Is ‘Fun’ an Ideal Teaching Goal?

Reblogged from Education Week by Kyle Redford

I get frustrated when teachers are encouraged to make school “fun”. Go ahead and debate me, but I think “fun” is a term better used for the playground than the classroom. Teachers who promise to make school fun are like parents who want to be friends with their children. Sure, I am all for fun (and friends), but in the appropriate context. Learning can and should be engaging, exciting, compelling, stimulating, satisfying, inspiring, imaginative and even pleasurable. But fun? A teacher’s main job is to help students become more competent, confident and curious. Fun rarely delivers on those goals. Words matter. The word “fun” can trivialize the serious work related to learning and confuse teaching with entertaining.
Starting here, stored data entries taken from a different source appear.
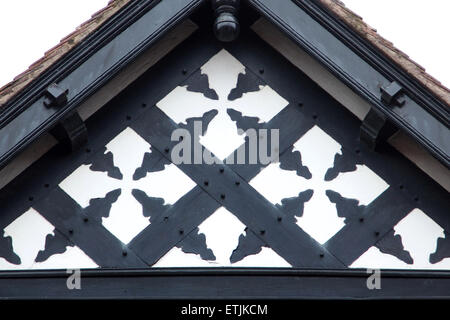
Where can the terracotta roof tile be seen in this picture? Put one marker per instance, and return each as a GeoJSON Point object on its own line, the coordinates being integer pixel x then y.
{"type": "Point", "coordinates": [57, 52]}
{"type": "Point", "coordinates": [387, 48]}
{"type": "Point", "coordinates": [335, 6]}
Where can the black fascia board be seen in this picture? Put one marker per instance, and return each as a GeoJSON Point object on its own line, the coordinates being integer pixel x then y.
{"type": "Point", "coordinates": [226, 283]}
{"type": "Point", "coordinates": [364, 69]}
{"type": "Point", "coordinates": [87, 68]}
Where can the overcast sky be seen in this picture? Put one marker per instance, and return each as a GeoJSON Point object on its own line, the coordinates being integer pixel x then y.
{"type": "Point", "coordinates": [28, 28]}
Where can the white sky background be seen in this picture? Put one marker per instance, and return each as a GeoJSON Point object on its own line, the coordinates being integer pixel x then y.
{"type": "Point", "coordinates": [419, 28]}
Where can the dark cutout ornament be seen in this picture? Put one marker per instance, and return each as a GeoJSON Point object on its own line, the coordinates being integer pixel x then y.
{"type": "Point", "coordinates": [226, 25]}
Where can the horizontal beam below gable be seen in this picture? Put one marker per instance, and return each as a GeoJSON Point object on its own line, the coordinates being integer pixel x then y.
{"type": "Point", "coordinates": [225, 283]}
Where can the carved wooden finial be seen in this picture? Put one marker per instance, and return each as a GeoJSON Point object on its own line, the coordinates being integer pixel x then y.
{"type": "Point", "coordinates": [226, 25]}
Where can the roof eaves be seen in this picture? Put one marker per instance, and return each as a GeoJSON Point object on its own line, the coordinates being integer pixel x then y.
{"type": "Point", "coordinates": [53, 55]}
{"type": "Point", "coordinates": [354, 21]}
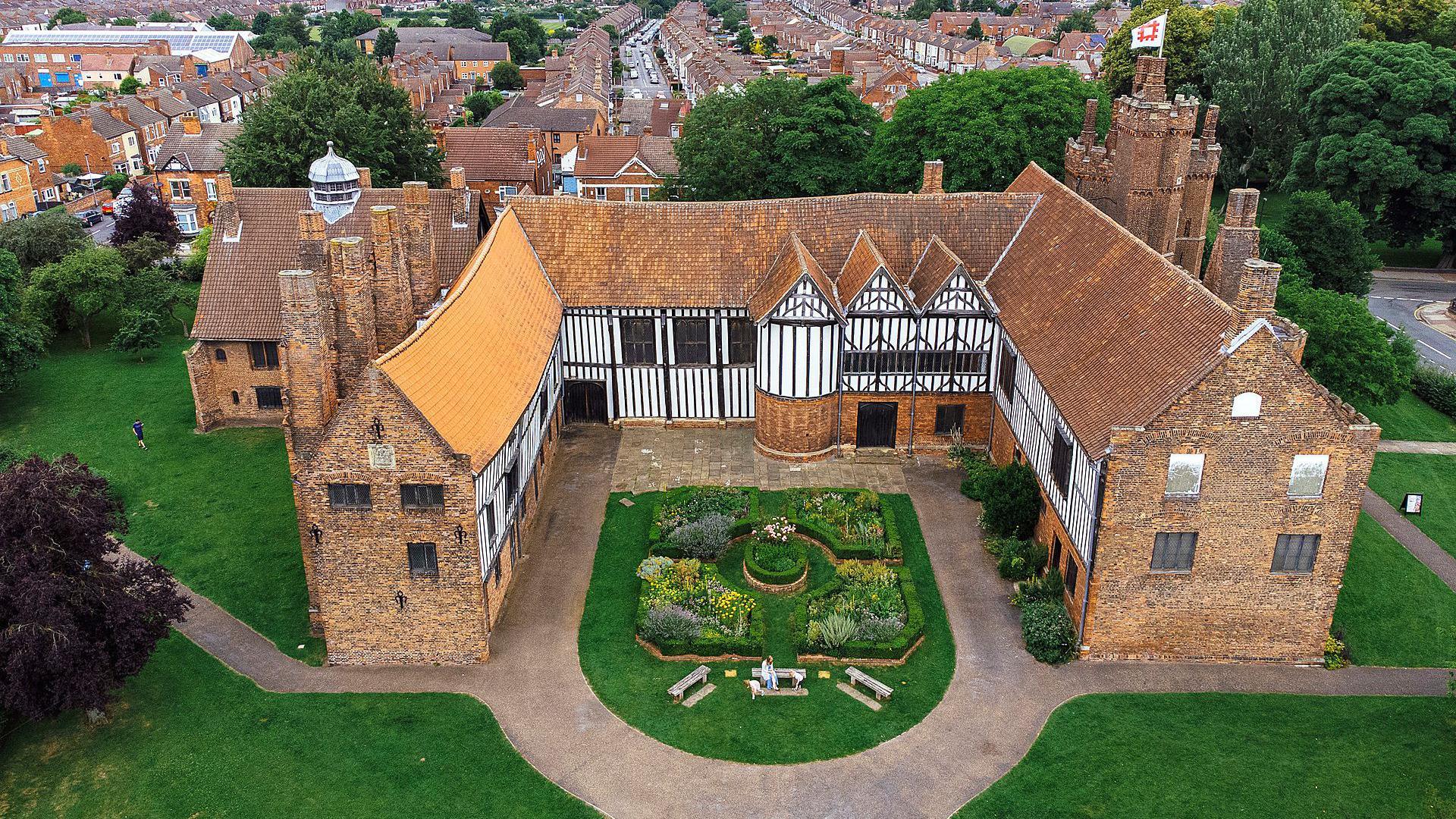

Just to be clear, I want my students to enjoy school as much as any other teacher and I do not believe that teachers should try to convert every moment into a measurable learning opportunity. I believe in the importance of play during the school day. Likewise, being creative, passionate and enthusiastic about our teaching certainly helps to make it more effective. But the word fun aptly describes recess, end-of-day dance parties, Jeopordy quizzes, field games, and holiday celebrations — things that punctuate and support learning, but do not define it.

Let’s admit it, learning is sometimes uncomfortable. That is okay.